There would have been a service for her mother, there would have been people attending who knew her mother in ways Beth has no notion of. Horror would have accompanied them to that funeral, along with their sorrow. Beth might even have been more on their minds than her mother. Her story, what she did, would have wrapped itself around both her parents, crushing the life out of them. She hears her father’s tragic voice asking why. She smells the blood and feathers of dead birds he brings home. She sees her mother’s wide brilliant mouth, hears that husky voice speaking of accomplishments, prospects. She hears “Kentucky Woman” and recalls white dresses and edged, drawling accents and the scents of mascara and powdery blushes. There are hotel rooms with landscapes over the beds and television sets hidden behind cabinet doors, bolted down. She sees miles and miles of fields and expressways, roads
ide lilies and daisies speeding by, city towers and lights appearing ahead, fading behind. She speaks about the importance to the world’s children of song. She takes a turn down a promenade. She finds that point on the kitchen ceiling, a circular flaw, a water stain maybe, to watch.
She has accomplishments, she has prospects. See her smile invitingly, innocently, madly at all the judges in the world. She wins some, loses some, is rescued and saved again and again, perhaps due to beauty, by lawyers and doctors and others, until she is finally free, and then she is rescued and saved one more time, by Nora, who no longer needs her. Who does not want her. How can someone who has touched, bent and shaped her, who knows every inch of her and has used every pore, not want her; not care? Beth’s mother touched, bent and shaped her. And used her. And cared.
What does Nora know? What does she see?
Beth’s mother said, “If you’re not feeling well, or you’re unhappy, or someone’s said or done something that’s mean or unfair, don’t let it show when you’re up there. Do your best. Always hold on to that smile. Don’t cry till you win.” All right, she can do that.

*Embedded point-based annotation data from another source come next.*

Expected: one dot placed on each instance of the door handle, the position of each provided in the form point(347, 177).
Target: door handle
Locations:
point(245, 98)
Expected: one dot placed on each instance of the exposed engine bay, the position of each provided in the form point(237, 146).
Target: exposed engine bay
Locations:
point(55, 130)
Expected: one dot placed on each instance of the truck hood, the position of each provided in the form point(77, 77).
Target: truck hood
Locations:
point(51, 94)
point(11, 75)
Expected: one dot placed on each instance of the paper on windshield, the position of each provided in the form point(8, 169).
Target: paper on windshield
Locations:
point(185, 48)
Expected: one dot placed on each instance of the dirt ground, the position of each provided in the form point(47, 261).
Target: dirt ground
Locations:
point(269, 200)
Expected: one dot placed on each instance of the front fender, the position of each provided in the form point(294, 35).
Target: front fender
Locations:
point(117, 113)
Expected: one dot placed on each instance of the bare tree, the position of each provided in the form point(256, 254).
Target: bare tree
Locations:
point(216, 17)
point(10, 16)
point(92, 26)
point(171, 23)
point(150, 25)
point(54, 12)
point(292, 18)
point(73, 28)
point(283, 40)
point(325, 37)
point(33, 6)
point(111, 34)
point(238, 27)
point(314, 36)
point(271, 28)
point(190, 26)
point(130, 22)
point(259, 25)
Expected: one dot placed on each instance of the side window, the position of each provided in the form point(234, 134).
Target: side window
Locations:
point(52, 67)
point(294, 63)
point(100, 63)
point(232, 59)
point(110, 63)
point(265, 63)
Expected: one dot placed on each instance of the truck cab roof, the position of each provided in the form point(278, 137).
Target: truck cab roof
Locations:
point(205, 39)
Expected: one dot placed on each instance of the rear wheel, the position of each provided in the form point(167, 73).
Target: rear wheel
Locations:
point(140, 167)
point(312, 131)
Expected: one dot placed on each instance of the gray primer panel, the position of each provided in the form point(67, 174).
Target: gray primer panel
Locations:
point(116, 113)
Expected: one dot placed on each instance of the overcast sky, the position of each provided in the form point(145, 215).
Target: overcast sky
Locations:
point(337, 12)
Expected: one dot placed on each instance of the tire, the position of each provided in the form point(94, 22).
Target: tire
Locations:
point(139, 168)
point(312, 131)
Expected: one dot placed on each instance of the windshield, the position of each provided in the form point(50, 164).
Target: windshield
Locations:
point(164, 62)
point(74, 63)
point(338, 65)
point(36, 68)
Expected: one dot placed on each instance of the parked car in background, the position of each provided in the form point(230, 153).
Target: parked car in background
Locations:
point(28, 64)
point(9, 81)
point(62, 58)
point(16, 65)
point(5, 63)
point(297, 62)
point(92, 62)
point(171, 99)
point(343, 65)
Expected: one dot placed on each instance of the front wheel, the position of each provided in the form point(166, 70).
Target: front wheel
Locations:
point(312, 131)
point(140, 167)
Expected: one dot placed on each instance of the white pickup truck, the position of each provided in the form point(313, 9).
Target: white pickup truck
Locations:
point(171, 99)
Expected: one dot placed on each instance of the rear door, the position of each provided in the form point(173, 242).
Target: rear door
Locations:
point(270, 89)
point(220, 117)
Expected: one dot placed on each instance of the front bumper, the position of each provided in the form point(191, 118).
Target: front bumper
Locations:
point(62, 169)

Now there are three women smiling.
A blond-bearded, wispy-haired fellow in clerical collar bends to introduce himself to Nora. “I’m very sorry for your loss. I’ll do my best to say what needs saying. I hope you won’t find the service impersonal. It’s more difficult, not having known him.”
Nora nods. “I’m sure you’ll do fine.” Although she realizes immediately that he was not seeking reassurance, simply speaking a fact.
He begins the service with the 23rd Psalm. Just about everyone knows it and can recite along. It has a calming effect. Good for him. There is something to be said for ceremony; although after all she was probably more right than wrong in her choices, and anyway it’s too late to change them.